The church is required to process relevant personal data regarding members of staff, volunteers, applicants, parents, pupils and their siblings, alumni and customers in order to facilitate the administration and day-to-day ministry of the church.
Data Protection Controller
The church has appointed the Deacon responsible for Admin as the Data Protection Controller (DPC) who will endeavour to ensure that all personal data is processed in compliance with this Policy and the Principles of the Data Protection Act 1998, The Freedom of Information Act 2000 and the Protection of Freedoms Act 2012 are also relevant to parts of this policy.
The church recognises the General Data Protection Regulation (GDPR) (Regulation (EU) 2016/679) adopted 27th April 2016, the two year transition period and the application date of 25th May 2018 and is actively working towards compliance with that directive.
The church shall so far as is reasonably practicable comply with the Data Protection Principles (the Principles) contained in the Data Protection Act to ensure all data is:-
- Fairly and lawfully processed
- Processed for a lawful purpose
- Adequate, relevant and not excessive
- Accurate and up to date
- Not kept for longer than necessary
- Processed in accordance with the data subject’s rights
- Not transferred to other countries without adequate protection
The church is ‘Bromsgrove Baptist Church’.
Parental consent, includes the consent of a guardian.
Data Subject, an individual who is the subject of the personal data.
We will treat all your personal information as private and confidential and not disclose any data about you to anyone other than the leadership and ministry overseers/co-coordinators of the church in order to facilitate the administration and day-to-day ministry of the church.
There are four exceptional circumstances to the above permitted by law:
- Where we are legally compelled to do so
- Where there is a duty to the public to disclose
- Where disclosure is required to protect our interest
- Where disclosure is made at your request or with your consent
Personal data covers both facts and opinions about an individual where that data identifies an individual. For example, it includes information necessary for communication such as the persons name and address, email address and date of birth for statistical and communication use. Personal data may also include sensitive personal data as defined in the Act.
Processing your Personal Data
We will use your data for three main purposes:
- The Day-to-Day Administration of the Church – Example – contacting you to keep you informed of Church activities and ad hoc Events. Distributing minutes of meetings and agendas.

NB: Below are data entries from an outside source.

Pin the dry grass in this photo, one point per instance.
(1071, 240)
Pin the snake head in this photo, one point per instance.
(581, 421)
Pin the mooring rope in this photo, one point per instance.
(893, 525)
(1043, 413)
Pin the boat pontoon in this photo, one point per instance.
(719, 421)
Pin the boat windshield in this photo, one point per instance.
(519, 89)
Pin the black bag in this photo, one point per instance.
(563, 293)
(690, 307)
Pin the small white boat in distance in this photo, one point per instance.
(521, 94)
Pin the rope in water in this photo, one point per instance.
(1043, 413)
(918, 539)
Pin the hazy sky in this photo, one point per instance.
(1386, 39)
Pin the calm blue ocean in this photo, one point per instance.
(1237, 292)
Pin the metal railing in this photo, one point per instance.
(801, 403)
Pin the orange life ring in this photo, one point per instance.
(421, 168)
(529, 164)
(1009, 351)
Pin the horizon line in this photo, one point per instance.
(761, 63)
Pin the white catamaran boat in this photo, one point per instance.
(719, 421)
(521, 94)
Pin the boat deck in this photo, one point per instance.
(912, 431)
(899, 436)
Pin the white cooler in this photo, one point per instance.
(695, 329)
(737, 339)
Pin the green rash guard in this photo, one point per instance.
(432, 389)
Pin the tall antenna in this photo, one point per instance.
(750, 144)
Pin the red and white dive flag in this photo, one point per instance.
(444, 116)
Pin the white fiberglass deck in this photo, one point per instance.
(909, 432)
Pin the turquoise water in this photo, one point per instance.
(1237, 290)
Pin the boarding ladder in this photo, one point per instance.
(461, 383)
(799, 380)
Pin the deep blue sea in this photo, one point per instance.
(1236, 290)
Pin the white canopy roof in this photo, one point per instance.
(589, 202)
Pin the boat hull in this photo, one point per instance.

- Statistical Analysis – Example – gaining a better understanding of church demographics Although collated church data may be passed to a third party, such as the Baptist Union, no personal data will be disclosed
- Prayer Tree – Example – detailing the prayer requests that are received.
Rights of Access to Information
Data subjects have the right of access to information held by the church, subject to the provisions of the Data Protection Act 1998 and the Freedom of Information Act 2000. Any data subject wishing to access their personal data can do so by accessing the following website: https://bgrovebaptist.churchsuite.co.uk/my
The church will endeavour to ensure that all personal data held in relation to all data subjects is accurate.
The church website does not automatically capture or store personal information. We use Google Analytics to log site visits, entry points, exit points, duration, pages visited. The information gathered is stored by Google and used by the church for system administration and to provide statistics, which the Leadership team use to evaluate use of the site.
You may be asked for personal information if you want to take advantage of specific services we offer such as event notifications, updates and resources. In each case we will only use the personal information you provide to deliver the services you have told us you wish to take part in.